Dipendenza da internet: a rischiare di più sono le persone in carriera

(ANSA) Le persone ambiziose e in carriera che già hanno raggiunto una buona posizione lavorativa, sono le più a rischio di rimanere preda dalla dipendenza da internet, con conseguenze importanti per la salute come l’isolamento sociale, disturbi d’ansia e depressione. Lo rivela uno studio diretto da Cristina Quinones-Garcia della Northampton Business School e da Nada Kakabadse della Henley School of Business secondo cui sono proprio coloro che hanno una posizione stabile e ben affermata a rischiare di più e non, come ci si aspetterebbe, i giovani che non hanno fatto ancora carriera o che non hanno ancora un lavoro. Insomma, sostengono gli esperti che hanno presentato la loro indagine alla conferenza annuale della British Psychological Society’s Division of Occupational Psychology, a rischiare di più l’esaurimento da lavoro e la dipendenza da internet non sono i giovani sottopagati e magari disoccupati, ma proprio coloro che hanno già un’ottima posizione. Gli esperti hanno coinvolto nella loro indagine 516 individui dai 18 ai 65 anni, lavoratori e disoccupati, in carriera o semplici impiegati.

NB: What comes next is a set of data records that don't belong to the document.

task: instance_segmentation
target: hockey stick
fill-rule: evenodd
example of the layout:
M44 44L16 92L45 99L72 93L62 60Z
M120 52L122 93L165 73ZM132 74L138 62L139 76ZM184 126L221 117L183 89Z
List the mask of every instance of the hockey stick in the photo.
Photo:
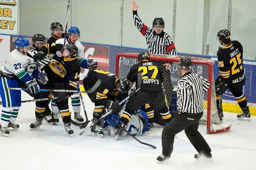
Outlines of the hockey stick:
M124 130L125 132L126 133L127 133L129 134L129 135L130 135L130 136L131 136L132 137L133 137L135 140L137 140L137 141L138 141L138 142L140 142L141 144L145 144L145 145L147 145L147 146L150 146L150 147L151 147L152 148L153 148L154 149L156 149L156 146L155 146L154 145L152 145L152 144L147 144L147 143L144 143L144 142L143 142L141 141L140 141L140 140L139 140L139 139L137 139L137 138L135 136L134 136L134 135L133 135L132 134L131 134L130 132L129 132L127 131L126 130L126 129L124 129L123 127L122 127L122 126L120 126L118 124L118 123L117 123L115 121L114 121L113 119L112 119L109 116L108 116L107 115L107 118L108 118L108 119L110 119L110 120L111 120L113 122L114 122L114 123L116 124L116 126L118 126L118 127L121 128L123 130Z
M66 18L66 27L65 28L65 34L64 36L64 45L66 45L66 37L67 35L67 30L68 28L68 16L69 10L68 8L69 8L69 2L70 0L68 0L68 9L67 10L67 18Z
M60 89L60 90L54 90L51 89L39 89L40 91L42 92L71 92L74 93L79 93L81 92L86 92L86 93L91 93L95 91L96 89L98 88L98 87L100 84L101 83L101 81L100 79L98 79L97 81L93 85L91 89L89 89L89 90L86 90L86 91L80 91L79 90L64 90L64 89ZM29 91L29 90L28 88L16 88L13 87L9 87L9 90L25 90L25 91Z
M74 95L73 96L76 96ZM66 97L71 97L71 96L67 96ZM52 100L57 99L58 98L58 97L53 97L51 98L46 97L46 98L43 98L42 99L34 99L33 100L22 100L17 101L16 103L27 103L28 102L32 102L33 101L42 101L45 100Z
M82 129L83 128L84 128L85 127L86 127L87 125L88 124L88 123L89 123L89 122L92 122L92 120L89 121L87 121L84 122L83 122L83 123L77 123L76 122L73 121L72 119L71 119L71 123L72 123L75 126L79 126L79 127L80 128L80 129ZM85 125L85 126L84 126L84 127L83 127L83 126Z
M129 98L130 98L130 97L131 97L131 96L132 96L132 95L133 95L133 94L134 94L134 93L136 93L136 92L138 92L138 91L139 91L139 90L140 90L140 88L138 88L138 89L136 89L136 90L135 90L135 91L134 91L132 93L131 93L131 94L130 94L130 95L129 95L129 96L127 96L127 97L126 97L126 98L125 98L123 100L122 100L122 101L121 101L121 102L120 102L119 103L119 105L121 105L122 104L123 104L123 103L124 102L125 102L125 101L126 101L126 100L128 100L128 99ZM102 118L103 118L103 117L104 117L106 116L107 116L107 115L109 115L109 114L110 114L110 113L111 113L112 112L112 110L109 110L109 111L108 111L108 112L107 112L107 113L106 113L106 114L105 114L105 115L103 115L101 117L100 117L99 118L99 119L98 119L98 120L97 120L97 121L95 121L95 122L94 122L94 123L92 123L92 125L91 125L90 126L90 127L89 127L89 128L87 128L87 129L84 129L84 130L83 130L83 131L82 131L82 132L81 132L81 133L79 133L79 135L81 135L82 134L83 134L83 133L84 133L85 132L85 131L86 131L86 130L88 130L88 129L90 129L92 127L92 126L93 126L93 125L95 125L95 124L96 124L96 123L97 123L97 122L98 122L99 121L101 121L101 119L102 119Z
M136 90L133 92L132 93L131 93L130 94L130 95L128 95L128 96L127 96L127 97L126 97L121 102L119 102L119 105L121 105L124 102L125 102L125 101L127 100L128 100L128 99L129 99L129 98L130 98L132 96L132 95L134 94L135 93L136 93L136 92L138 92L140 89L140 86L141 86L141 81L142 81L142 74L141 73L139 73L138 74L138 86L139 86L139 85L140 85L140 86L139 88L138 88L137 89L136 89ZM79 134L79 135L82 135L82 134L83 134L83 133L84 133L87 130L88 130L88 129L90 129L97 122L98 122L99 121L101 121L102 118L103 118L103 117L105 117L105 116L106 116L107 115L109 115L112 112L112 110L110 110L106 114L105 114L105 115L103 115L98 120L97 120L97 121L95 121L94 122L94 123L92 123L90 126L90 127L89 127L89 128L87 128L87 129L85 129L84 130L82 131Z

Hanno proposto loro un questionario sull’uso di internet, e per valutare presenza di disturbi d’ansia o depressivi o problemi di relazione; infine per valutare il loro livello di soddisfazione nella vita. Ebbene è emerso che sono proprio i lavoratori al top i più esauriti e più a rischio di essere internet-dipendenti, sempre con lo smartphone in mano per vedere se è arrivata qualche email di lavoro anche durante il week end. Le aziende, concludono gli esperti, dovrebbero pensare alla salute di questi soggetti (che si ripercuote poi sul rendimento dell’azienda stessa) invece di concentrarsi unicamente su misure di contenimento dell’uso improprio di internet alla scrivania, per evitare che gli impiegati perdano tempo nell’orario di lavoro. (ANSA, 10 dicembre 2014)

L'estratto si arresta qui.